Já publiquei o ensaio original desses economistas neste mesmo espaço.
E um artigo aqui: http://diplomatizzando.blogspot.com.br/2014/09/a-decada-perdida-dos-companheiros-claro.html
Metodologia rigorosa, comparações pertinentes, para mostrar que, contrariamente à propaganda enganosa dos lulopetistas, o Brasil foi mal, em todo caso muito pior do que países comparáveis.
A década da "igualdade" dos companheiros foi, na verdade, uma década perdida, em todos os setores...
Paulo Roberto de Almeida
Nossa desgraça atual não é culpa do ajuste fiscal que não houve. É culpa da falta de construção de uma base sólida para o crescimento
Em 2009, Juan Pablo Nicolini, um dos maiores economistas
latino-americanos, nos perguntou: quanto do crescimento brasileiro
durante os anos Lula é explicado pelo boom de commodities e pela
facilidade de financiamento externo? Ficamos surpreendidos ao constatar
que economistas não alinhados com o governo não soubessem responder de
bate-pronto.
Anos depois escrevemos o artigo "A Década Perdida: 2003 – 2012". Nele, respondemos uma questão distinta mas parecida: o Brasil foi bem sob o comando do PT no governo federal? Quase todos dirão: claro! Crescemos mais do que na década anterior, e com inflação controlada. A pobreza e a desigualdade caíram e milhões foram incorporados ao mercado de consumo. Resposta simples para uma pergunta tola. Por que então dizemos que a década foi perdida? Porque a resposta simples é, na verdade, simplista.

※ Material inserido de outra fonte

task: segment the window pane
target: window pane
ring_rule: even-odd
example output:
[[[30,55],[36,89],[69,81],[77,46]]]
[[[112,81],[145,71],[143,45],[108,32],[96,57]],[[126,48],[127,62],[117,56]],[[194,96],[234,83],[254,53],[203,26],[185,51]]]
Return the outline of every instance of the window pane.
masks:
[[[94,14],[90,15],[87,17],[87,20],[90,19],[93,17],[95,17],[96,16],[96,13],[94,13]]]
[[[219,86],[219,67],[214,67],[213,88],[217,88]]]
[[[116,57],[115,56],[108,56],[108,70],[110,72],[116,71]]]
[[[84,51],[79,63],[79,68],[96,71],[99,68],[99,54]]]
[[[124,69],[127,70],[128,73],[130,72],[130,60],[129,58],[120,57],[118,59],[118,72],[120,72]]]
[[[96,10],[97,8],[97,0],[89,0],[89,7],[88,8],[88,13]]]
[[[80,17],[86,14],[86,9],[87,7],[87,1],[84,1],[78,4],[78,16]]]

Apesar de intuitiva, e por isso conveniente para as narrativas eleitorais, a comparação antes-e-depois é enganosa. Não seria se nada mudasse entre o antes e o depois. Mas muito mudou. Um exemplo cotidiano ajuda a entender. Imagine que o trânsito diminua no mês seguinte à adoção do rodízio de carros de passeio. A intervenção melhorou o trânsito? Sim, sugere o antes-e-depois. Mas e se o rodízio foi adotado no final de dezembro e, consequentemente, o mês de trânsito bom foi em um janeiro? As condições “externas” são diferentes: no mês de Natal as pessoas se movimentam mais pela cidade; em janeiro, mês de férias, muita gente viaja. Logo, a melhora em janeiro (depois) em relação a dezembro (antes) não pode ser exclusivamente atribuída ao rodízio.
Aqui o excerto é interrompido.